Toutefois, quand la FIA a présenté en grandes pompes son travail en marge du Grand Prix du Canada 2024, de nouvelles craintes se sont fait jour autour d'une philosophie réglementaire laissant finalement peu de liberté aux écuries en termes de design, notamment pour permettre de laisser trop de marge de manœuvre pour que les structures aillent à l'encontre de l'esprit du règlement. Des discussions supplémentaires ont eu lieu par la suite et la fédération a modifié les règles pour redonner un peu plus de liberté.

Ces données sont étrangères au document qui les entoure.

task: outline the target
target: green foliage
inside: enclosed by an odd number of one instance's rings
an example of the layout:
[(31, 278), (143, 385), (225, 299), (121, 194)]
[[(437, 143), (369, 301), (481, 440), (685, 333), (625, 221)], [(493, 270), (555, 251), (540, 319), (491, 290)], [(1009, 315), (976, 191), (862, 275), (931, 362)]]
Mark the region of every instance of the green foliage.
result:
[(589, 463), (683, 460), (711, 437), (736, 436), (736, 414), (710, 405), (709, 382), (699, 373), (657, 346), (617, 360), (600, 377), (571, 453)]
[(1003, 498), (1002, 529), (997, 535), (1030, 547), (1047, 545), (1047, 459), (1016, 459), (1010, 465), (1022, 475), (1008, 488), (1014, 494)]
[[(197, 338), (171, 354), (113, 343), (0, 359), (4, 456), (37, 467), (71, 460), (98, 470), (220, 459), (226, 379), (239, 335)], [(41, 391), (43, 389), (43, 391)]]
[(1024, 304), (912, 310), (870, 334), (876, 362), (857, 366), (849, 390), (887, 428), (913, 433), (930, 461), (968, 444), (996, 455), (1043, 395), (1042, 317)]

"La situation s'est améliorée, oui, elle s'est beaucoup améliorée en fait", a ainsi déclaré Pierre Waché, le directeur technique de Red Bull Racing, dans une interview exclusive pour Motorsport.com. "La combinaison entre le châssis et le moteur représente toujours un énorme défi en termes de caractéristiques, mais c'est la même chose pour tout le monde."

Lire aussi :

"Je ne suis pas certain que cette combinaison sera agréable, mais c'est mon opinion personnelle et cela n'a rien à voir avec la compétitivité ou quoi que ce soit d'autre. Désormais, nous n'avons plus le temps de débattre de cette question. Même si le profil de vitesse n'est pas ce que nous aimons en termes d'expérience du pilote et tout le reste, notre travail consiste à créer le package le plus rapide. Aujourd'hui, je ne me concentre plus sur cet aspect [l'opinion personnelle sur les règles]."

L'un des arguments avancés pour apaiser les craintes qui étaient apparues à la suite de certaines simulations, et des déclarations qui en avaient résulté, étaient que ces travaux avaient été menés en transposant les moteurs 2026 aux voitures de la génération actuelle, alors même que leurs caractéristiques n'étaient pas étudiées pour s'adapter à la future unité de puissance.

Un discours structurel de la réflexion sur la réglementation 2026 mais qui peine toujours à convaincre Waché : "Pour moi, cela n'a pas de sens d'avoir un moteur qui n'est pas capable de fonctionner avec la voiture actuelle."

Il faut rappeler que si le travail sur 2026 a été mené dans cet ordre, avec une réglementation moteur actée avant la réglementation châssis, c'est parce que les instances de la discipline ont d'abord tenté d'attirer des constructeurs automobiles dans la discipline via une simplification et une électrification plus importante de la motorisation. Une ambition qui a plutôt été couronnée de succès puisqu'Audi a décidé de se lancer et qu'Honda a finalement choisi de ne pas stopper son implication ; il faut toutefois souligner que Renault, qui s'était initialement engagé, ne participera finalement pas à l'aventure de ce nouveau moteur, même si les raisons sont plus économiques que philosophiques.

"Je continue de penser que [travailler sur la règlementation comme un package entier] pourrait donner du spectacle mais, à un moment donné, ce n'est plus mon travail d'améliorer le système", a ajouté Waché. "Je suis payé par l'équipe avec laquelle je travaille et je m'y consacre entièrement. Je dois faire le meilleur travail possible et m'assurer que les gens peuvent faire le meilleur travail au sein de l'équipe, et au final produire la meilleure voiture. C'est la seule chose pour laquelle je suis payé."